Tax revenues

Published April 2, 2022

THE 29pc growth in tax revenue collection by the FBR during the first three quarters of the present financial year to March from the last fiscal is encouraging. But is it enough? Or does it represent the country’s true tax potential? A cursory look at the disintegrated tax data issued by the FBR for the period under review will confirm that the increased revenue collection does not show an improvement in tax compliance and enforcement. Nor does it give us hope that the FBR will succeed in achieving the enhanced tax target of over Rs6.1tr for the ongoing fiscal as agreed with the IMF in January. The bulk of Rs4.38tr collected so far — 52pc of the total tax revenue — has come from a massive jump in imports fuelled by spiking domestic demand due to the procyclical policies pursued by the government in the first half of the fiscal. Once imports started to slow down and taxes on purchases of petroleum products were slashed, the collection also began betraying signs of tapering in the last few months. Indirect taxes — GST, customs duty, FED, etc — constituting almost two-thirds of the total collection are also a big question mark over the capacity and ability of the tax machinery to boost revenues. Even a large chunk of direct taxes (on incomes) is raked up by businesses that are required to withhold a percentage of their transactions for the FBR, or is gathered at the import stage.
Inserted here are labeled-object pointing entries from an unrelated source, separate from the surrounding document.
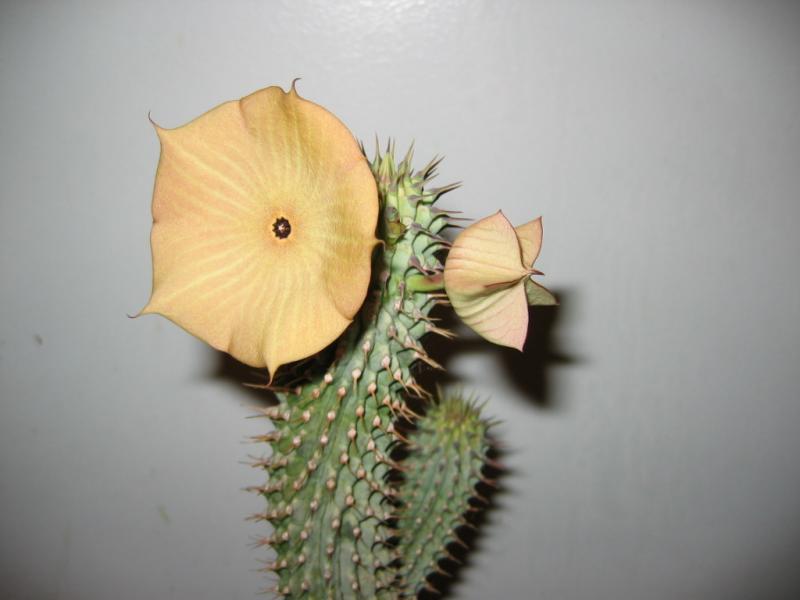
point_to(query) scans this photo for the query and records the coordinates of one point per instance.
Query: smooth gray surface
(661, 142)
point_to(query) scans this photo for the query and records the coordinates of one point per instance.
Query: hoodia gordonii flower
(264, 216)
(488, 278)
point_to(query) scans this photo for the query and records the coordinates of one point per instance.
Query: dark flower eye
(281, 228)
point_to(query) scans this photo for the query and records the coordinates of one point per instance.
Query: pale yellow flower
(264, 216)
(488, 278)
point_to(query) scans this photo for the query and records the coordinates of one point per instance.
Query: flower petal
(530, 241)
(485, 254)
(224, 182)
(501, 317)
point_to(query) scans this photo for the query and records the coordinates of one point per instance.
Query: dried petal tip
(264, 215)
(487, 277)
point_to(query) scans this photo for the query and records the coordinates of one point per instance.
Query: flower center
(281, 228)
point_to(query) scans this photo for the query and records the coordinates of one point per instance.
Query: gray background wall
(652, 440)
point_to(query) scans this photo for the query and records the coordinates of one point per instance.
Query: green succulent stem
(339, 515)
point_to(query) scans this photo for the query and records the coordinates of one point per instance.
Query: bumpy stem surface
(332, 505)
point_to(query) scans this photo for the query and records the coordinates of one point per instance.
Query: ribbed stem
(330, 502)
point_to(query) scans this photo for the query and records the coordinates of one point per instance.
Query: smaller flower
(488, 278)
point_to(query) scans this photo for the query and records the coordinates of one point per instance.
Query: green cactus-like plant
(364, 496)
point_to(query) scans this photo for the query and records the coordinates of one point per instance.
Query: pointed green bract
(538, 295)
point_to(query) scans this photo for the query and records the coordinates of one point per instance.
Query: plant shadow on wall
(530, 373)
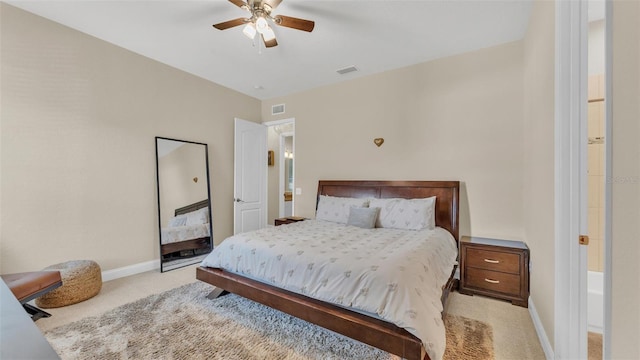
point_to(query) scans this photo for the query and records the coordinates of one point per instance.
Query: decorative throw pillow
(336, 209)
(180, 220)
(407, 214)
(363, 217)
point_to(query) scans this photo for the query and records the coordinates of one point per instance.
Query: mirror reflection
(184, 203)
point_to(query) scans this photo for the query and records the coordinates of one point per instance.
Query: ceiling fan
(258, 23)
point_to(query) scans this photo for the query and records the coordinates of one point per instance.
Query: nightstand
(287, 220)
(495, 268)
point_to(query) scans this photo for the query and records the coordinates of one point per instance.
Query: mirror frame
(206, 152)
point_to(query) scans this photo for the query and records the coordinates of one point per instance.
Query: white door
(250, 176)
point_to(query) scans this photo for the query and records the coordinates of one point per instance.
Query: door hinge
(583, 240)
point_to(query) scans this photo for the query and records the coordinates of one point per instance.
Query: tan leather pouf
(81, 280)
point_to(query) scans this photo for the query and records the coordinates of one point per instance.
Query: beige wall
(79, 117)
(625, 241)
(539, 157)
(458, 118)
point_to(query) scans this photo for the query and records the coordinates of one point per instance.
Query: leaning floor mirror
(184, 202)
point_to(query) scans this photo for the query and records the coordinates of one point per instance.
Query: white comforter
(396, 274)
(182, 233)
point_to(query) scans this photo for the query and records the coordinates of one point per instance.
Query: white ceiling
(372, 35)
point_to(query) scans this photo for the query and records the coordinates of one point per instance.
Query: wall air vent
(346, 70)
(277, 109)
Tax revenues are the main source of governments’ spending capacity all over the world. Pakistan’s failure to raise its tax-to-GDP ratio beyond 9pc to 12pc means that the government would have limited capability to invest in essential public services, and finance economic and social development. Little wonder then that successive governments have had no choice other than to take on debt to pay for their burgeoning expenditure and fund development in the country. Boosting tax revenues for public investments and improved service delivery has by far been the country’s most fundamental challenge and a major cause of the economic troubles confronting us today. Yet no government has dared to fix the FBR to improve tax governance, compliance and enforcement for fear of a political backlash. Thus, Pakistan’s tax administration remains one of the most corrupt, inequitable and inefficient in the world, in spite of several attempts to reform the system in the past. Expecting a sustainable economic turnaround without revamping the existing tax system and machinery makes no sense.